To see the fallacy of Trump’s intellectual rights charge, shall we all pay China for the use of paper?
Intellectual property protection does more to inhibit creativity than to promote it. We reward people to stop other people from making use of ideas that are really attributable to all of society.
“The United States will no longer turn a blind eye to unfair economic practices including massive intellectual property theft ...”
US President Donald Trump
-- SCMP, January 28
His list was longer, of course, of all the practices to which the US turns a blind eye or deems fair when practised by the US.
But I shall restrict myself here to his complaint about intellectual property theft and to China, as China is obviously the culprit he had in mind.
First, some perspective. The figures show that intellectual property royalties paid by China to foreign entities currently run at about US$27.4 billion a year, a tenfold increase over the last 15 years.
The present figure comes to just under one quarter of one per cent of gross domestic product. Strange to say, it is about the same proportion of GDP that the US pays foreigners in intellectual property royalties.
Ah yes, but the doctrine of American exclusivity clearly states that the US is the “bestest country” in the whole wide world, which must mean that Americans invented everything (move aside, you Scots).
Thus, we should not be surprised that the US owes the rest of the world little in copyright and patent royalties while China owes it more than China will pay.
I stand rebuked. Let me change tack. It used to be that patents offered protection for 20 years after the date of filing. Copyright protection extended for 25 years after the death of the author.
These days, the term of patent rights is effectively indefinite in the US. Just add a little toggle to the design and file once more. If you’re lucky and the patent clerk is a blockhead, you win again.
The term for copyright meanwhile has been raised to 95 years. Mickey Mouse was about to come into the public domain in 1998. Can’t have that. Hong Kong kindergartens would no longer break American law with their window displays.
The European Union went even sillier. Works for which copyright had already expired were put back into copyright when the EU adopted longer terms for all of Europe.
What should strike you here is that it was all done unilaterally. There was no consultation with other sovereign states. Brussels ordained, Congress ruled, and the rest of the world was told to bow.
Very well, let us do it that way then. I have a suggestion for China’s President Xi Jinping. Let China also extend its intellectual property rights to longer terms. We shall make it 2,000 years, and now let the rest of the world pay Beijing royalties every time anyone uses paper.
And if Donald Trump wishes to say that 2,000 years is too long, we can make it 200 years, as it was about 200 years ago that American intellectual property pirates stole the secret of industrial papermaking from France.
Next, we can look at movable type, another Chinese invention. Surely The New York Times ought to pay Beijing royalties for its use of this invention.
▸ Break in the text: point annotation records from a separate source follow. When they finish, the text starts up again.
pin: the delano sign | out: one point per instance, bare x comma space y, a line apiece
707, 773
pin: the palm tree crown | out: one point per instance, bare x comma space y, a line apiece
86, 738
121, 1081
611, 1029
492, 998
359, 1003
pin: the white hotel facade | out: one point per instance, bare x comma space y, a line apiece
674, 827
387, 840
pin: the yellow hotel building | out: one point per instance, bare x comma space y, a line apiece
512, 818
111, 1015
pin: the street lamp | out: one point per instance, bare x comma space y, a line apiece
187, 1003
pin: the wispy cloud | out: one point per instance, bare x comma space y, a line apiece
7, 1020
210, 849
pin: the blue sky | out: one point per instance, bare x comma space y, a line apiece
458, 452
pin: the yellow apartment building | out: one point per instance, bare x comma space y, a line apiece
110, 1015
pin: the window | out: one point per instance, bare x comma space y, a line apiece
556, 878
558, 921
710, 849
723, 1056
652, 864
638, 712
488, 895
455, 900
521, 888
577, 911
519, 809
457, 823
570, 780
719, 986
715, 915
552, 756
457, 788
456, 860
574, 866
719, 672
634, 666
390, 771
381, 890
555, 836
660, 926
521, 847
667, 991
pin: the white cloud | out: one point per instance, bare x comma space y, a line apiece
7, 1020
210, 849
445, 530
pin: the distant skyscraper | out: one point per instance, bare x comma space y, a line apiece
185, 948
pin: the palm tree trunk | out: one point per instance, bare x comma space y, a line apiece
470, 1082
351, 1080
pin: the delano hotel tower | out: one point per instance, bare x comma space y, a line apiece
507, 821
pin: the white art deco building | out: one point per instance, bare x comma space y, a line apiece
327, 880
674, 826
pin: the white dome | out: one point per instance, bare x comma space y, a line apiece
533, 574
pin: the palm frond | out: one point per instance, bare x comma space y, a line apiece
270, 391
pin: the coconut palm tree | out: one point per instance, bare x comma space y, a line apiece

Mr Trump does not like that newspaper anyway. Come on, Donald. Make ‘em pay.
There is a truth about creativity and invention, which demands for protection continually ignore; it is that no complete new idea ever springs entirely of its own to the brain of any human being. Progress is the achievement of all of human civilisation, one small step at a time.
Thomas Edison did not invent the light bulb, nor Alexander Bell the telephone. They only completed the last step of a much longer process of our understanding of the physical world and our ability to manipulate its atomic elements. This ship’s voyage is much longer than the instant it touches port.
In my opinion, intellectual property protection does more to inhibit creativity than to promote it. We reward people to stop other people from making use of ideas that are really attributable to all of society.
The intentions may have been good but it has worked out to be just another way of enriching the haves and impoverishing the have-nots.
I cheer for Robin Hood when he is up against the Sheriff of Nottingham in the White House.